IV. Describe the circumstances of the arrest and/or the detention and indicate precise reasons why you consider the arrest or detention to the arbitrary

 

According to the WGAD’s methods, deprivation of a person’s liberty is “arbitrary,” if the case falls into at least one or all of three categories:
A) When it is clearly impossible to invoke any legal basis justifying the deprivation of liberty (as when a person is kept in detention after the completion of his sentence or despite an amnesty law applicable to him) (Category I);
B) When the deprivation of liberty results from the exercise of the rights or freedoms guaranteed by articles 7, 13, 14, 18, 19, 10 and 21 of the Universal Declaration of Human Rights and, insofar as States parties are concerned, by articles 12, 18, 19, 21, 22, 25, 26 and 27 of the International Covenant on Civil and Political Rights (Category II); (i.e., rights to free opinion, speech, expression, press, assembly, association, and demonstration, etc.)
C) When the total or partial non-observance of the international norms relating to the right to a fair trial, spelled out in the Universal Declaration of Human Rights and in the relevant international instruments accepted by the States concerned, is of such gravity as to give the deprivation of liberty an arbitrary character (Category III).
On the evening of February 19, Ding was playing mah jongg with friends in Chengdu City when he was taken away by four police officers. On February 20, he was taken to Mianyang City and placed under criminal detention by the Mianyang City Public Security Bureau on suspicion of “inciting subversion of state power.” The precise reason for Ding’s detention is not known; however, Ding is a well-known veteran dissident and activist, and it is likely that his detention is in retaliation for his political writings and activities. As a philosophy student at Lanzhou University in the late 1980s, Ding became a student leader during the 1989 pro-democracy protests. He was twice imprisoned for his activism, first in 1989 and again in 1992 when he was arrested for organizing the Social Democratic Party. He spent a total of 10 years in jail.
We believe that Ding’s detention is arbitrary based on the stipulations of Category II (set forth in paragraph B above). Ding’s arrest and detention have come in retaliation for his expression of his own opinions as well as his efforts to exercise his rights. Ding’s arrest took place during the crackdown on civil society launched by the Chinese government following the “Arab Spring” and anonymous online calls for “Jasmine Revolution” protests in China earlier this year, which was used by officials as a pretext to target many longtime activists and dissidents, even if they had no personal connection to the calls for protests. Ding’s detention also implicates Category III because he has been denied access to the lawyer his family hired for him.
The charge of “inciting subversion of state power” is frequently used by the Chinese government to prosecute activists and dissidents for the nonviolent expression of their ideas.

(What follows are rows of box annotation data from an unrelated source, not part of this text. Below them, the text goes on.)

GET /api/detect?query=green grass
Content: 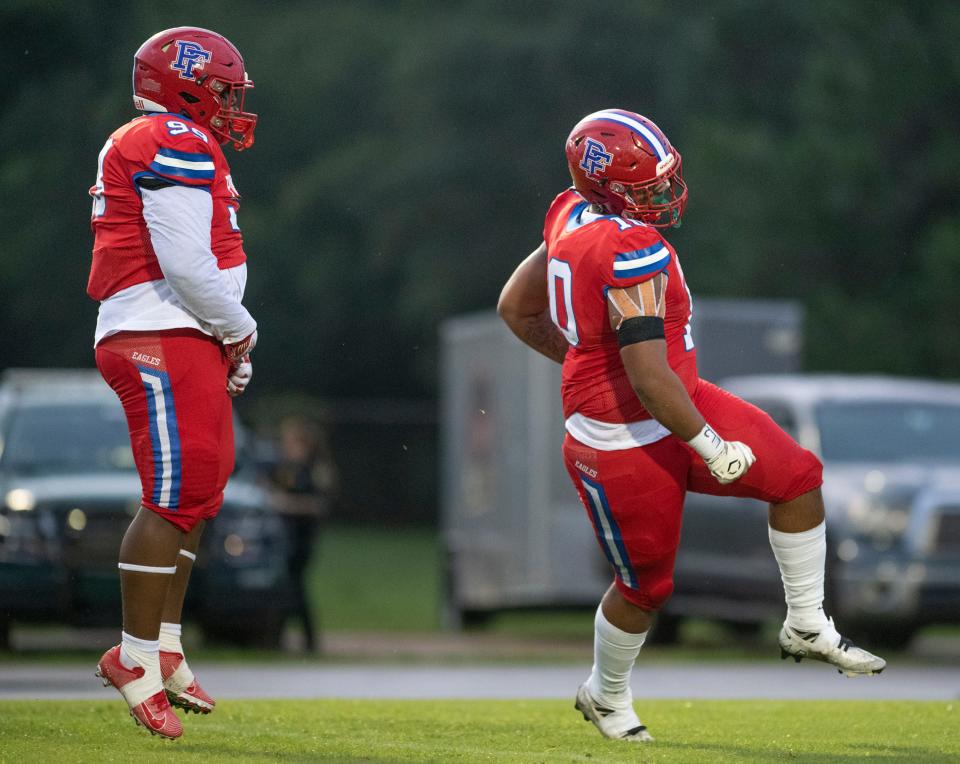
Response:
[308,527,442,632]
[0,699,960,764]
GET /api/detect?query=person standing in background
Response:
[270,417,337,652]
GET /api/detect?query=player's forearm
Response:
[501,310,570,363]
[142,187,257,343]
[621,343,706,441]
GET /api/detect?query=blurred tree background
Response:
[0,0,960,521]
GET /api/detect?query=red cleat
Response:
[160,650,217,714]
[96,645,183,740]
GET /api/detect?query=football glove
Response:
[223,329,257,363]
[227,355,253,398]
[687,424,757,485]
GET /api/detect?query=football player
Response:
[498,109,885,742]
[87,27,257,738]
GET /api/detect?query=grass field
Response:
[0,699,960,764]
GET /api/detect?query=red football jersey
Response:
[543,189,698,423]
[87,114,246,300]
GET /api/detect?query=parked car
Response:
[660,375,960,646]
[0,370,291,646]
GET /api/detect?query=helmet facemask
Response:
[204,73,257,151]
[606,152,687,228]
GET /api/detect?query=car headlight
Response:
[847,494,912,551]
[6,488,37,512]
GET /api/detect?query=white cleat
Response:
[777,618,887,677]
[574,684,653,743]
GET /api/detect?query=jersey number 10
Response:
[547,259,580,345]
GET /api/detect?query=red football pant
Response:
[96,329,234,532]
[563,380,823,610]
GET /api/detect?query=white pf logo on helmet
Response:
[170,40,213,80]
[580,138,613,178]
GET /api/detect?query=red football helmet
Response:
[567,109,687,228]
[133,27,257,151]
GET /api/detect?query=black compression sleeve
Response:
[136,175,175,191]
[617,316,666,347]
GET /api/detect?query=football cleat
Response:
[573,684,653,743]
[160,650,217,714]
[96,645,183,740]
[777,618,887,677]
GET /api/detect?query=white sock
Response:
[120,631,160,676]
[587,605,647,706]
[769,522,827,632]
[160,622,194,691]
[160,622,183,655]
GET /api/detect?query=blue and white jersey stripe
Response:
[613,241,670,279]
[579,475,637,589]
[574,110,670,162]
[150,147,214,180]
[140,367,182,511]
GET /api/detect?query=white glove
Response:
[687,424,757,485]
[227,355,253,398]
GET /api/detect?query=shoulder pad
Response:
[122,114,220,188]
[609,226,671,286]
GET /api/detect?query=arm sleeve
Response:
[142,186,257,343]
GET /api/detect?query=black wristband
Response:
[136,175,176,191]
[617,316,666,347]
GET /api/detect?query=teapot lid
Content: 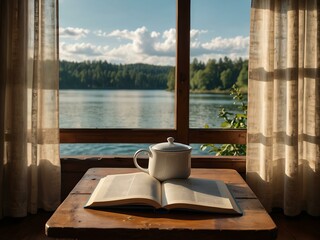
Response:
[151,137,192,152]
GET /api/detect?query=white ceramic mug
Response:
[133,137,192,181]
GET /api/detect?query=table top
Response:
[45,168,277,240]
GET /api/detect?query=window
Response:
[60,0,246,158]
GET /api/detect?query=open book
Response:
[85,172,242,214]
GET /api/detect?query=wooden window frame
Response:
[60,0,246,150]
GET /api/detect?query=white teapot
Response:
[133,137,192,181]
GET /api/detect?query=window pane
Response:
[59,0,176,128]
[189,0,251,128]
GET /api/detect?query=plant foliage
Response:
[201,84,247,156]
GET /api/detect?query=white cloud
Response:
[202,36,249,52]
[59,27,90,39]
[60,26,249,65]
[60,42,108,61]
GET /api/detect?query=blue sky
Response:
[59,0,251,65]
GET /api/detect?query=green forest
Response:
[60,57,248,91]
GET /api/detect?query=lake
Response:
[59,90,242,156]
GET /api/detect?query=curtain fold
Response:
[247,0,320,216]
[0,0,61,218]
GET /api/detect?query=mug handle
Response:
[133,149,151,173]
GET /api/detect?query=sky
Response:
[59,0,251,65]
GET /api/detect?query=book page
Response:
[86,172,161,207]
[162,178,241,213]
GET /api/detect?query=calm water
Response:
[60,90,240,155]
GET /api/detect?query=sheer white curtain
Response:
[247,0,320,216]
[0,0,60,218]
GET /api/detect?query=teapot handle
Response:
[133,149,151,173]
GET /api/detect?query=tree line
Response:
[59,57,248,91]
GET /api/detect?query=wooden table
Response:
[45,168,277,240]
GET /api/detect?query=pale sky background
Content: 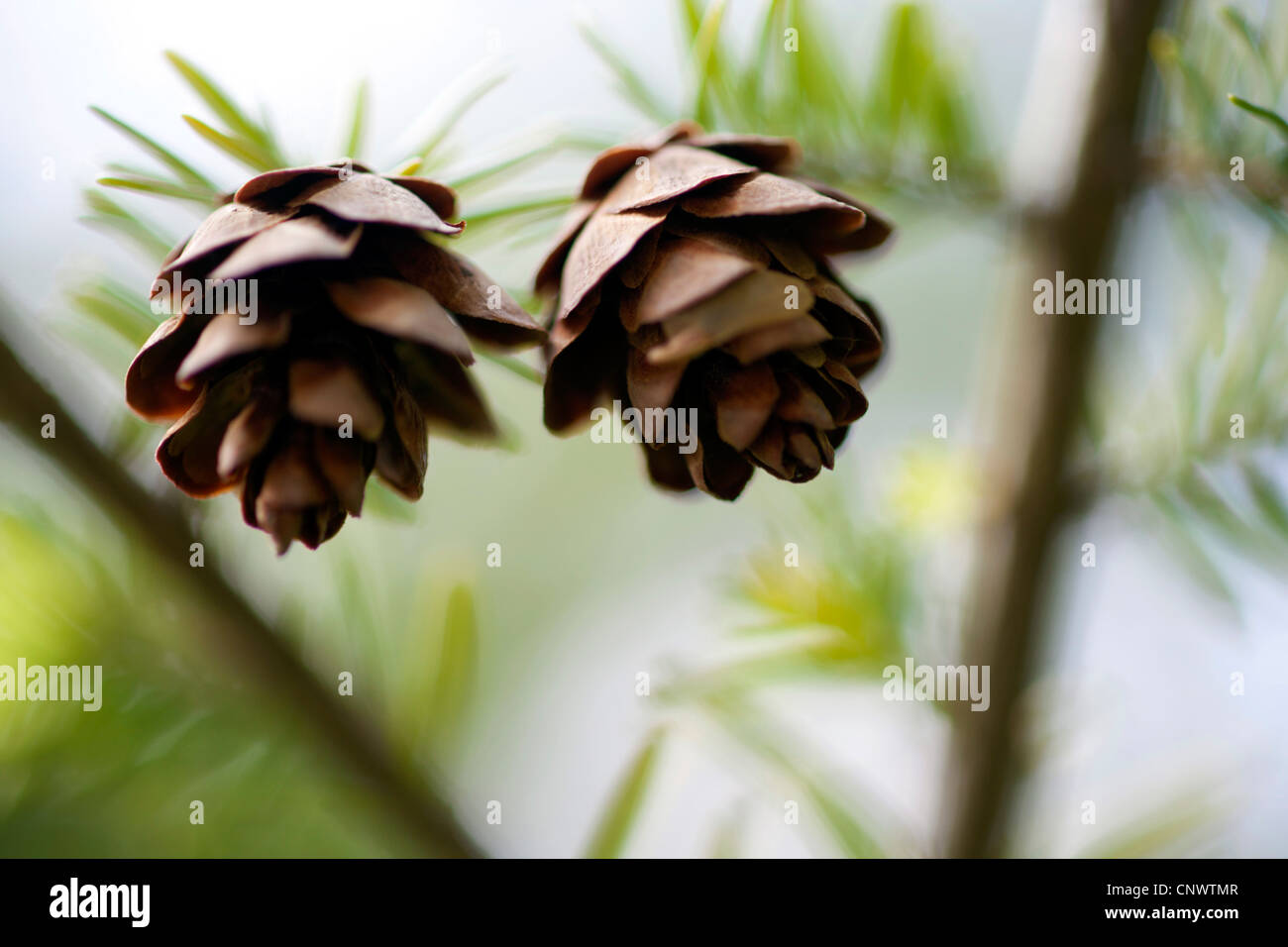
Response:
[0,0,1288,856]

Neither the Criminal Law of the People’s Republic of China nor relevant regulations or interpretations define ”subversion,” or what it means to “incite” others to ”subvert” state power.

 

V. Indicate internal steps, including domestic remedies, taken especially with the legal and administrative authorities, particularly for the purpose of establishing the detention and, as appropriate, their results or the reasons why such steps or remedies were ineffective or why they were not taken.

 

Ding has been unable to pursue any domestic legal remedies because police in Mianyang City have blocked meetings between him and a lawyer hired by his family. Police have claimed that his case “involves state secrets” as justification for their actions. “State secrets” is a vague term that is routinely invoked by public security officers to deny detainees, particularly those considered “politically sensitive,” access to counsel. There is no procedure by which a detainee or his lawyer can challenge a “state secrets” determination. However, even if Ding were allowed to consult with his lawyer, we do not believe that he would be able to successfully challenge his arrest and detention. Based on past experiences of individuals formally arrested for “inciting subversion of state power,” we believe that Ding will almost certainly face a conviction and prison sentence.